Я ожидаю, что сейчас Шон вступит в разговор, но он молчит. Смотрю в его сторону и вижу, что парень прислонил голову к окну и закрыл глаза. Наверное, спит.

– Мы тебя еще не напугали окончательно? – интересуется Арт. – Уверен, в твоих планах не было записи «тусить», – он изображает в воздухе кавычки, – с кучкой незнакомцев в угнанной машине.

– Уверена, что с удовольствием бы прочитала, что «было в моих планах», но кое-кто выкинул мой смартфон в окно.

Я смотрю на Ника испепеляющим взглядом, но он не поворачивается.

– Не обращай на него внимания, – говорит Арт и тут же, подмигивая, добавляет: – Пусть это будет нашим маленьким секретом: он просто не умеет им пользоваться.

Ник цокает, и я на этот раз не сдерживаю улыбку.

Мы проезжаем знак, на котором светоотражающей краской вспыхивает надпись, что до Воркингтона две мили, и останавливаемся у первой гостиницы, расположенной недалеко от трассы. Небольшие двухэтажные домики, раскиданные среди многовековых деревьев больше напоминают летний лагерь, чем отель, и парни, оценив это место как безопасное и удобное в случае внезапного отступления, остаются довольны выбором.

Шон просыпается, только когда машина останавливается. Арт выходит на улицу узнать о свободных номерах. Я нервно ерзаю, тянусь к своему парню и шепчу:

– Шон?

Потирая глаза, он наклоняется ближе:

– Да?

– Я не могу сложиться за гостиницу. У меня при себе нет наличных. Только карточки, но ими же нельзя нигде расплачиваться, верно? Давай я потом отдам тебе.

– Что? Ох, не переживай. Мы же вроде как вместе, – смущенно отвечает он.

А я почему-то краснею.

Арт с Шоном регистрируются, называя вымышленные имена. Мы с Ником ждем у входа в гостиницу.

– Номера 12 и 14, – говорит Шон, поднимая затертые и поцарапанные карточки, на которых висят металлические ключи.

– Наш двенадцатый, это же самое лучшее число! – вырывая один из брелков, восклицает Артур, и в ответ на наши недоуменные взгляды, добавляет: – Вы что, не знали, только в НБА под этим номером играло 327 спортсменов! А еще в НХЛ считается…

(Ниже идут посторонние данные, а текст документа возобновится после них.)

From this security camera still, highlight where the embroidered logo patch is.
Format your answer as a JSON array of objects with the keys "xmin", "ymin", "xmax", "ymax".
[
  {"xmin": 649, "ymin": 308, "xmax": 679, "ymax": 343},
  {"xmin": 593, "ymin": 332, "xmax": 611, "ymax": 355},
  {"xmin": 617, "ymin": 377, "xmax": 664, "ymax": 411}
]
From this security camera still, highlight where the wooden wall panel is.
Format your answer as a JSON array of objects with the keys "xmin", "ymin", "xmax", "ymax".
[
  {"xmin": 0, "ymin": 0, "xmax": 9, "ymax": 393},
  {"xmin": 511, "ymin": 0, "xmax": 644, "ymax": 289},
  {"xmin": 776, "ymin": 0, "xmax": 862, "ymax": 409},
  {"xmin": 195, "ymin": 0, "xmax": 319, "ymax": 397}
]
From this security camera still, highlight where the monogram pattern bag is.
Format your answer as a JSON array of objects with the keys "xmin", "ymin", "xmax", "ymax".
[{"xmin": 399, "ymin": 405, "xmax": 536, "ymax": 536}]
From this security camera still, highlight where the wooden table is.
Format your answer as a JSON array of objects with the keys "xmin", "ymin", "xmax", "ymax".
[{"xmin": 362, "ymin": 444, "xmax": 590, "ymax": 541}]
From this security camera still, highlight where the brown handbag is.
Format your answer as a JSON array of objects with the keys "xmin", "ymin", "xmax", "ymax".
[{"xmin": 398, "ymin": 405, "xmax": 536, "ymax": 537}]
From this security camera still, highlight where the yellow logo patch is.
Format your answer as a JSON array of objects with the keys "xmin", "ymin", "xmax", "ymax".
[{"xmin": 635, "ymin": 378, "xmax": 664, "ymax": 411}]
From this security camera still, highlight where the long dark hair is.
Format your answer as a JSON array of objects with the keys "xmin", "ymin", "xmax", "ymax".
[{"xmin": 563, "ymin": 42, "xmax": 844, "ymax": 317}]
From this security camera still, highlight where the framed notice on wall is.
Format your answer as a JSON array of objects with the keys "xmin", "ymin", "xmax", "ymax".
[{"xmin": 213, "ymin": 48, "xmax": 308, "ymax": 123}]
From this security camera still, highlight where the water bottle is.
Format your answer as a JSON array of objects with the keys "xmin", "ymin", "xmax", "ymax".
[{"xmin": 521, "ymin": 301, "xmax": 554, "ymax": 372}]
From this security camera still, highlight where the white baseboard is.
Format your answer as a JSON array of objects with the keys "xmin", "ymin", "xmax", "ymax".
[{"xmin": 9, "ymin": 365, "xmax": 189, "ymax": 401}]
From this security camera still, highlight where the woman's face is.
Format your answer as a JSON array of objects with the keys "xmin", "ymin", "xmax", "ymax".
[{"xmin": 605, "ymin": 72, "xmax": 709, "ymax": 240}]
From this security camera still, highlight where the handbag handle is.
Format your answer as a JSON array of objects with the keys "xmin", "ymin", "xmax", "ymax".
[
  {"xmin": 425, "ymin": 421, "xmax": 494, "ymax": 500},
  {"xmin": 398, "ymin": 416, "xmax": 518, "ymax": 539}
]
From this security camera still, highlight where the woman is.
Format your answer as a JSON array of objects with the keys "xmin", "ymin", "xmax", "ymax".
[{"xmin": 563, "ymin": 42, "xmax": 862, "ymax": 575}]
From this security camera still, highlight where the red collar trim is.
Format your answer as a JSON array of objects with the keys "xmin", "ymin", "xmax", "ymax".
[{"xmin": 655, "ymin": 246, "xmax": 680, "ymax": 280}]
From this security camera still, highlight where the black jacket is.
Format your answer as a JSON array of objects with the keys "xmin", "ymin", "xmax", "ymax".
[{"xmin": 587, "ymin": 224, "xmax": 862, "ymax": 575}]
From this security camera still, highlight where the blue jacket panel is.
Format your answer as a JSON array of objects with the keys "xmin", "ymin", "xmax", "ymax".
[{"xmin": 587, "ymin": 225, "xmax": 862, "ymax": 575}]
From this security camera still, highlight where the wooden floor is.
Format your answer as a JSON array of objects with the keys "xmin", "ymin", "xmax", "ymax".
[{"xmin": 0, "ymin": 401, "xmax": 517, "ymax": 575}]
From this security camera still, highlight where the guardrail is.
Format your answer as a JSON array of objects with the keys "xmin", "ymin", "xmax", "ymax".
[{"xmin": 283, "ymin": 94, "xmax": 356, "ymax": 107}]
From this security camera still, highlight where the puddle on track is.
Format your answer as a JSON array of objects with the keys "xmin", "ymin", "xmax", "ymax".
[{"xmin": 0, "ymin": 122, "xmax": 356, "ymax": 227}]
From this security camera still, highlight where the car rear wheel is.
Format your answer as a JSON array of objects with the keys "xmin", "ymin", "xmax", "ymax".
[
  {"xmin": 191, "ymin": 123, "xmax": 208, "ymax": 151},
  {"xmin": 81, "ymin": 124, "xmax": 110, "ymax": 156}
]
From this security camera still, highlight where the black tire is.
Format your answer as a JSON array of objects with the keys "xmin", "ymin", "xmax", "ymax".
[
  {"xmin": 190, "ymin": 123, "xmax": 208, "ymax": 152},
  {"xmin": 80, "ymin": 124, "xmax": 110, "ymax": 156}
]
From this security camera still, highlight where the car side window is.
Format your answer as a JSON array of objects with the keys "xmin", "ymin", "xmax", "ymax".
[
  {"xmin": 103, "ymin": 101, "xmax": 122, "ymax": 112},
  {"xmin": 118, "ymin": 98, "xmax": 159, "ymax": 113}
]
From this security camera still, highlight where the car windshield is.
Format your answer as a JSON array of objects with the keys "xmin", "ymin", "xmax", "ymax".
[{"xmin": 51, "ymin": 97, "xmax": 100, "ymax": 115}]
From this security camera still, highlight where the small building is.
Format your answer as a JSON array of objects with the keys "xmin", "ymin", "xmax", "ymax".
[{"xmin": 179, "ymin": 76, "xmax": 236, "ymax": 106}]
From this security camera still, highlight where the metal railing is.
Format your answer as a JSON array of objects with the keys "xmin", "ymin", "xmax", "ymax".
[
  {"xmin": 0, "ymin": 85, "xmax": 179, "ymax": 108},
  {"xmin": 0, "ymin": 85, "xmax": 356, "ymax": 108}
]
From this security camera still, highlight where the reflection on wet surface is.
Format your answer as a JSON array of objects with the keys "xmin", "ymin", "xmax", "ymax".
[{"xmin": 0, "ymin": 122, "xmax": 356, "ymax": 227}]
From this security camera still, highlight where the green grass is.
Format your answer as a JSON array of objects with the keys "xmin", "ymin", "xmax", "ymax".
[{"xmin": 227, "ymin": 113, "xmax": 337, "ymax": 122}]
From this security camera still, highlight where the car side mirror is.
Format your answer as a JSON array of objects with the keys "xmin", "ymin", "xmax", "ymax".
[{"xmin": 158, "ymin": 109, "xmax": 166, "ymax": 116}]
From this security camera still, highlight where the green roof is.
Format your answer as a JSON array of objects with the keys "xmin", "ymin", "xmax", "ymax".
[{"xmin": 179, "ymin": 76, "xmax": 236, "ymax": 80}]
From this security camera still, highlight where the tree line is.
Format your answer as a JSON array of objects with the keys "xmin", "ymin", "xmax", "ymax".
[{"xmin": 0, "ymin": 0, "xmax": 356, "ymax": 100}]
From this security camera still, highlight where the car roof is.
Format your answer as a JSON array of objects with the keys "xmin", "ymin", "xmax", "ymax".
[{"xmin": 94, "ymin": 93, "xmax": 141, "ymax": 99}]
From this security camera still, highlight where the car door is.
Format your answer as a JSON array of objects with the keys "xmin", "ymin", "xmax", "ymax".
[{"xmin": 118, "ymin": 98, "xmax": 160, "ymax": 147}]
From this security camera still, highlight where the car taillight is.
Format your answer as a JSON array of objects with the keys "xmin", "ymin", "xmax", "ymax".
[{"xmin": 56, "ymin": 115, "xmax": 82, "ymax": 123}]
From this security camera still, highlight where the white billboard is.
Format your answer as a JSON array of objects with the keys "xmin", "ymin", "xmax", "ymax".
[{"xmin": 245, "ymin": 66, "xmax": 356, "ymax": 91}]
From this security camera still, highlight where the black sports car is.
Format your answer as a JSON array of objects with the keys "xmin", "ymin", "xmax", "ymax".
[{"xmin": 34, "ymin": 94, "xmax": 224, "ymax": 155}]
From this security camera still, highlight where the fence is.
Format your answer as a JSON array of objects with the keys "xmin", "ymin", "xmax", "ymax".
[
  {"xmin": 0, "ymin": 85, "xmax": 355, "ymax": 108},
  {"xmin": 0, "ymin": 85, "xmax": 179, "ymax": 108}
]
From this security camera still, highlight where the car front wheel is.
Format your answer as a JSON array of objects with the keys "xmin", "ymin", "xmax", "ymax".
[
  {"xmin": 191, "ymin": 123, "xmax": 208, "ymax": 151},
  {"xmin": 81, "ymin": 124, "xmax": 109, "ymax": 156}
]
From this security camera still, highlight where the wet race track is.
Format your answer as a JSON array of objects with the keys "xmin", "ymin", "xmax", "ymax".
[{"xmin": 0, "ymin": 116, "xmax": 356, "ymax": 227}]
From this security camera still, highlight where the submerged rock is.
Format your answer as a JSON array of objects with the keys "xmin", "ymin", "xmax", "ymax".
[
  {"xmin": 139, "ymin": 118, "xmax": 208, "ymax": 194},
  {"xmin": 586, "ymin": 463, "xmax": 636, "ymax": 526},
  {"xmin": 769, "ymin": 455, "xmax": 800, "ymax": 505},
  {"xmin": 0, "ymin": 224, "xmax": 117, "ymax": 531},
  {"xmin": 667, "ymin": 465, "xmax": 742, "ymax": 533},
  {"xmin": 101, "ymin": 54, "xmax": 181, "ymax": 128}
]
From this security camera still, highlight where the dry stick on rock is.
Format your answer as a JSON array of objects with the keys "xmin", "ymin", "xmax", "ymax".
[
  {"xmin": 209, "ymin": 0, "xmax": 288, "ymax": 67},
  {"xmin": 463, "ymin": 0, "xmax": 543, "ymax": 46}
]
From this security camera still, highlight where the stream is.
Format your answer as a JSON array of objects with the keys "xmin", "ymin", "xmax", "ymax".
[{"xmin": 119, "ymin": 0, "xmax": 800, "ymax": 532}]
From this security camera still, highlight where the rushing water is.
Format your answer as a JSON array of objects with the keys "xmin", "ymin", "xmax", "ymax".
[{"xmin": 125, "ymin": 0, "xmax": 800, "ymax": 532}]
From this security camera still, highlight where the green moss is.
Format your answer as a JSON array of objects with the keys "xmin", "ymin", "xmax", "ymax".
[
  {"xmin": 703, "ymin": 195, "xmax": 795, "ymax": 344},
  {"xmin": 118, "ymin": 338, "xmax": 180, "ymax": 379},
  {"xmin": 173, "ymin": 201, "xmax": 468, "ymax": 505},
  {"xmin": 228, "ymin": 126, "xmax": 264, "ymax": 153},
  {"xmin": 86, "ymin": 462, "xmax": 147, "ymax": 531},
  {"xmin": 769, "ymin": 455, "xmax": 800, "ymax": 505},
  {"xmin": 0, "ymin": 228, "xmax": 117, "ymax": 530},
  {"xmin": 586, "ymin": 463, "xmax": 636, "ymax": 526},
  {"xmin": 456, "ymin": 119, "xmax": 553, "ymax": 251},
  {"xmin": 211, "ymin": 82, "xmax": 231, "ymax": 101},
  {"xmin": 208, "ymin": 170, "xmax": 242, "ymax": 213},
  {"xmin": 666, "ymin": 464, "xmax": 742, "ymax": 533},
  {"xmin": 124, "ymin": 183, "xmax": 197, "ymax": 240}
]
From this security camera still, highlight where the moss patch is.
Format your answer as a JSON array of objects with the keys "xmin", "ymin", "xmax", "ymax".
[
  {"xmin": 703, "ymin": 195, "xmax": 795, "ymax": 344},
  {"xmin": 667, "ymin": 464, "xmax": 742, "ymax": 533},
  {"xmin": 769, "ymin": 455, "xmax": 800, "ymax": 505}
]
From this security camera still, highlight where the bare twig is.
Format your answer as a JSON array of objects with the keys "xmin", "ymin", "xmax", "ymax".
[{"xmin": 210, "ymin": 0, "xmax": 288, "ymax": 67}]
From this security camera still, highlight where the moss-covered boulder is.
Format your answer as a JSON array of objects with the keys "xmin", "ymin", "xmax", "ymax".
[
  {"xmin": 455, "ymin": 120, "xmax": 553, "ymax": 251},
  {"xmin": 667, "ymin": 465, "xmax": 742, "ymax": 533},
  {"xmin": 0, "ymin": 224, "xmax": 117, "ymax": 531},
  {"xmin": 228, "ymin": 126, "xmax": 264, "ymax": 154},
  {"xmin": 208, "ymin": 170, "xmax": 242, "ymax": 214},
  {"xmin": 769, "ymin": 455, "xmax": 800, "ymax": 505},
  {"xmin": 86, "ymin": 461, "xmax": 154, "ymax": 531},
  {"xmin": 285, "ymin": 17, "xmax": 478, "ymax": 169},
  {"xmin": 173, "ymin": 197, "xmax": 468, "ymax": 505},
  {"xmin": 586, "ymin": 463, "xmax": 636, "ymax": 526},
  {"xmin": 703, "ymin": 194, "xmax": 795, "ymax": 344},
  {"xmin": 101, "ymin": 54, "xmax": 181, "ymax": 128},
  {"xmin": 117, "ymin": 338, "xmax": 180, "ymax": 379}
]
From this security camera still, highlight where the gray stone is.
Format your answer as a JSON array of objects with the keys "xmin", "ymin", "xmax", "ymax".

– Идем, Виола, – перебивает Шон.

И я, пожав плечами, мол, рада была бы дослушать, да не судьба, послушно шагаю следом.

Шон открывает дверь, пропуская меня внутрь первой. Я на ощупь нахожу выключатель прямо у входа, и крошечный номер заливает тусклый желтый свет. В центре стоят две односпалки, застеленные полинявшими покрывалами, и я с облегчением выдыхаю. Спать в одной постели с парнем я пока не готова. Кресло приютилось в углу возле широкого окна в пол, а напротив кроватей – узкая тумба с телевизором.

– Ну, какие у тебя есть мысли на счет происходящего? – произносит Шон, закрывая дверь. Он проходит внутрь комнаты, снимает куртку и аккуратно складывает ее на покрывало.

Я бросаю на него беглый взгляд и тут же, застуканная на месте преступления, опускаю голову, отгораживаясь стеной собственных волос. С идеальной осанкой и широкими плечами он даже в простой рубашке и джинсах выглядит как модель. Стоит взглянуть на этого парня, как в животе скручивается клубок, и я не уверена – от голода ли, адреналина, бушующего до сих пор в крови, или того впечатления, которое он на меня производит. Но отмечаю, что это даже… приятно.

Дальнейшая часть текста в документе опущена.